Prevent IgM MGUS Progression by Targeting the Driver Mutation

Prevent IgM MGUS Progression by Targeting the Driver Mutation Project Summary Patients with monoclonal gammopathy of undetermined significance of the IgM class (IgM MGUS) are at increased risk for Waldenstrom macroglobulinemia (WM), non-Hodgkin lymphoma (NHL), chronic lymphocytic leukemia (CLL), or primary light-chain (AL) amyloidosis. Myeloid differentiation factor 88 (MYD88) was

discovered in the 1990s as a primary differentiation response gene in myeloid precursors. A missense mutation (L265P) changing leucine at position 265 to proline in MYD88 is found in ~90% of WM. This driver mutation also occurs in >50% of primary extranodal lymphomas and ~29% of activated B-cell diffuse large B-

cell lymphomas (ABC-DLBCL), as well as in ~52% of IgM MGUS. No precancer-cancer pairs other than IgM MGUS-WM have a single amino acid substitution like MYD88 L265P occurring in most precancer and ~90% of cancer, making MYD88 L265P paradigmatic for the study of a single causative mutation in cancer prevention

and interception. We found that the RING finger protein 138 (RNF138) attaches lysine 63 (K63)-linked polyubiquitin chains to MYD88 L265P, yet strikingly, it has little activity on WT MYD88. This posttranslational modification on MYD88 L265P is essential to its oncogenic action. We have used a deep learning artificial

intelligence (AI) technology based on a neural network to virtually screen about ten million compounds. We identified scores of primary hit compounds targeting a binding site near L265P in MYD88. We validated primary hits from AI screening and evaluated their inhibition of MYD88 L265P ubiquitination and xenograft

tumorigenesis.
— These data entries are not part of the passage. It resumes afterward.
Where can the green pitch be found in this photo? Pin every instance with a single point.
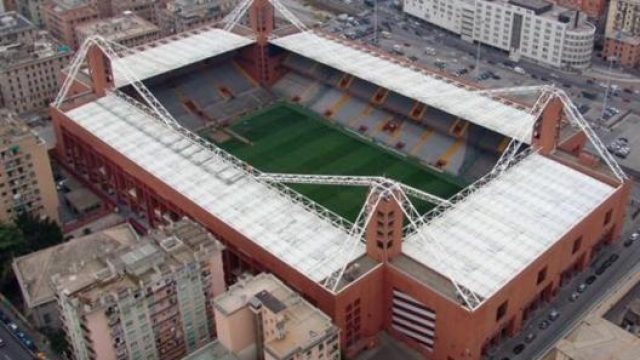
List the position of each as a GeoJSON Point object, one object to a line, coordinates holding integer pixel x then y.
{"type": "Point", "coordinates": [287, 138]}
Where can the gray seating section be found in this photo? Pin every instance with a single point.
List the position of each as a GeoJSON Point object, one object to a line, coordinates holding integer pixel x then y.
{"type": "Point", "coordinates": [363, 89]}
{"type": "Point", "coordinates": [398, 103]}
{"type": "Point", "coordinates": [438, 119]}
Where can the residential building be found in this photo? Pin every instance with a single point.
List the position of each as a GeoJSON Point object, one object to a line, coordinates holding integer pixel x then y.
{"type": "Point", "coordinates": [532, 29]}
{"type": "Point", "coordinates": [32, 10]}
{"type": "Point", "coordinates": [63, 16]}
{"type": "Point", "coordinates": [593, 8]}
{"type": "Point", "coordinates": [260, 317]}
{"type": "Point", "coordinates": [149, 301]}
{"type": "Point", "coordinates": [610, 331]}
{"type": "Point", "coordinates": [127, 29]}
{"type": "Point", "coordinates": [8, 5]}
{"type": "Point", "coordinates": [146, 9]}
{"type": "Point", "coordinates": [622, 34]}
{"type": "Point", "coordinates": [26, 183]}
{"type": "Point", "coordinates": [29, 65]}
{"type": "Point", "coordinates": [181, 15]}
{"type": "Point", "coordinates": [36, 272]}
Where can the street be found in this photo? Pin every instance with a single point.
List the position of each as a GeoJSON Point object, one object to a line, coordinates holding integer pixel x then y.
{"type": "Point", "coordinates": [12, 349]}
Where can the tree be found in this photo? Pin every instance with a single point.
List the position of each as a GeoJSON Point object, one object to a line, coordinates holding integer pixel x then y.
{"type": "Point", "coordinates": [38, 233]}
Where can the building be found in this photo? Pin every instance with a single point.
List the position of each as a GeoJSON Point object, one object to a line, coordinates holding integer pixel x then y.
{"type": "Point", "coordinates": [26, 183]}
{"type": "Point", "coordinates": [611, 331]}
{"type": "Point", "coordinates": [534, 30]}
{"type": "Point", "coordinates": [176, 16]}
{"type": "Point", "coordinates": [593, 8]}
{"type": "Point", "coordinates": [622, 33]}
{"type": "Point", "coordinates": [262, 315]}
{"type": "Point", "coordinates": [61, 18]}
{"type": "Point", "coordinates": [37, 271]}
{"type": "Point", "coordinates": [149, 300]}
{"type": "Point", "coordinates": [146, 9]}
{"type": "Point", "coordinates": [127, 29]}
{"type": "Point", "coordinates": [30, 62]}
{"type": "Point", "coordinates": [454, 281]}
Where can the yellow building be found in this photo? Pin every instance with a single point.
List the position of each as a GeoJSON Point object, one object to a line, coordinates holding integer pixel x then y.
{"type": "Point", "coordinates": [26, 180]}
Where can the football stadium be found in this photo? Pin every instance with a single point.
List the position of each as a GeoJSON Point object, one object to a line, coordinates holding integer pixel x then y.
{"type": "Point", "coordinates": [390, 196]}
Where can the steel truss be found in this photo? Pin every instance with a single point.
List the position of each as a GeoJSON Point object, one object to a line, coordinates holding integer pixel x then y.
{"type": "Point", "coordinates": [547, 94]}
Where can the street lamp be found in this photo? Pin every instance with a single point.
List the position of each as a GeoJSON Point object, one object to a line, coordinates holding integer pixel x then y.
{"type": "Point", "coordinates": [607, 90]}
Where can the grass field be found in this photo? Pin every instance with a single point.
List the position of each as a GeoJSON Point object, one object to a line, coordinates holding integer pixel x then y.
{"type": "Point", "coordinates": [286, 138]}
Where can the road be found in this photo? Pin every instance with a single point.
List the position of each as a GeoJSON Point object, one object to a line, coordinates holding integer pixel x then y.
{"type": "Point", "coordinates": [572, 312]}
{"type": "Point", "coordinates": [13, 349]}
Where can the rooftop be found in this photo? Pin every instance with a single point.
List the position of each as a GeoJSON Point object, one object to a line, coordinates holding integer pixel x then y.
{"type": "Point", "coordinates": [118, 28]}
{"type": "Point", "coordinates": [496, 232]}
{"type": "Point", "coordinates": [304, 324]}
{"type": "Point", "coordinates": [212, 351]}
{"type": "Point", "coordinates": [423, 86]}
{"type": "Point", "coordinates": [74, 259]}
{"type": "Point", "coordinates": [288, 229]}
{"type": "Point", "coordinates": [12, 22]}
{"type": "Point", "coordinates": [174, 52]}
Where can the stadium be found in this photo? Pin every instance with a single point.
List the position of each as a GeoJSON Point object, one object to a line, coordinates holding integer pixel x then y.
{"type": "Point", "coordinates": [390, 196]}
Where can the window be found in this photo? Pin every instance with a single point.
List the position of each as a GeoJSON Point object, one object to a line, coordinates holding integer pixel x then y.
{"type": "Point", "coordinates": [607, 217]}
{"type": "Point", "coordinates": [577, 243]}
{"type": "Point", "coordinates": [502, 310]}
{"type": "Point", "coordinates": [542, 274]}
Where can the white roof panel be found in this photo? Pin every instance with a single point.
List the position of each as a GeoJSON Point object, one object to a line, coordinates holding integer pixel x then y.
{"type": "Point", "coordinates": [187, 49]}
{"type": "Point", "coordinates": [497, 231]}
{"type": "Point", "coordinates": [446, 95]}
{"type": "Point", "coordinates": [299, 237]}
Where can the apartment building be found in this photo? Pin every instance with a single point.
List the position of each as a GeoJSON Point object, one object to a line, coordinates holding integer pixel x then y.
{"type": "Point", "coordinates": [593, 8]}
{"type": "Point", "coordinates": [622, 33]}
{"type": "Point", "coordinates": [127, 29]}
{"type": "Point", "coordinates": [261, 318]}
{"type": "Point", "coordinates": [533, 29]}
{"type": "Point", "coordinates": [26, 180]}
{"type": "Point", "coordinates": [35, 272]}
{"type": "Point", "coordinates": [176, 16]}
{"type": "Point", "coordinates": [146, 9]}
{"type": "Point", "coordinates": [148, 301]}
{"type": "Point", "coordinates": [29, 64]}
{"type": "Point", "coordinates": [63, 16]}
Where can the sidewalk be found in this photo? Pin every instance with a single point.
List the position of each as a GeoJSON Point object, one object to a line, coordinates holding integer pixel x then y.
{"type": "Point", "coordinates": [40, 341]}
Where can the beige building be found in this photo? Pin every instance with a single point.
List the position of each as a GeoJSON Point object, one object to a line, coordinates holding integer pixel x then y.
{"type": "Point", "coordinates": [61, 17]}
{"type": "Point", "coordinates": [26, 180]}
{"type": "Point", "coordinates": [29, 65]}
{"type": "Point", "coordinates": [623, 32]}
{"type": "Point", "coordinates": [261, 315]}
{"type": "Point", "coordinates": [36, 272]}
{"type": "Point", "coordinates": [611, 331]}
{"type": "Point", "coordinates": [147, 301]}
{"type": "Point", "coordinates": [176, 16]}
{"type": "Point", "coordinates": [127, 29]}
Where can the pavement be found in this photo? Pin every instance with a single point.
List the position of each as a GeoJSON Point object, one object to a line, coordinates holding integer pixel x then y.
{"type": "Point", "coordinates": [12, 349]}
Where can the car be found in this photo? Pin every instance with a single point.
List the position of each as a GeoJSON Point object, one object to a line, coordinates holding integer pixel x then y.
{"type": "Point", "coordinates": [530, 337]}
{"type": "Point", "coordinates": [543, 324]}
{"type": "Point", "coordinates": [574, 296]}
One compound attenuated lymphoma growth from NHL cells with MYD88 L265P but not that with WT MYD88. The E3 ligase RNF138 is primarily expressed in the testis and in immune cells, and its whole- body knockout in mice does not affect physiological functions other than that in the testis. RNF138 deletion

attenuates tumorigenesis from WM and DLBCL cells with MYD88 L265P but not from cells with WT MYD88. We hypothesize that targeting the MYD88 L265P-RNF138 interaction prevents IgM MGUS progression. In this application, we propose two specific aims to identify and validate chemo- and immune-prevention agents to

target MYD88 L265P-RNF138 and prevent IgM MGUS progression into WM and NHL. In Aim 1, we will use the AI-developed MYD88 L265P-targeting compound to prevent IgM MGUS progression. In Aim 2, we will use DNA vaccines against RNF138 to prevent IgM MGUS progression. We expect to generate effective chemical

and immunological agents without overt toxicities for cancer prevention and interception against IgM MGUS progression.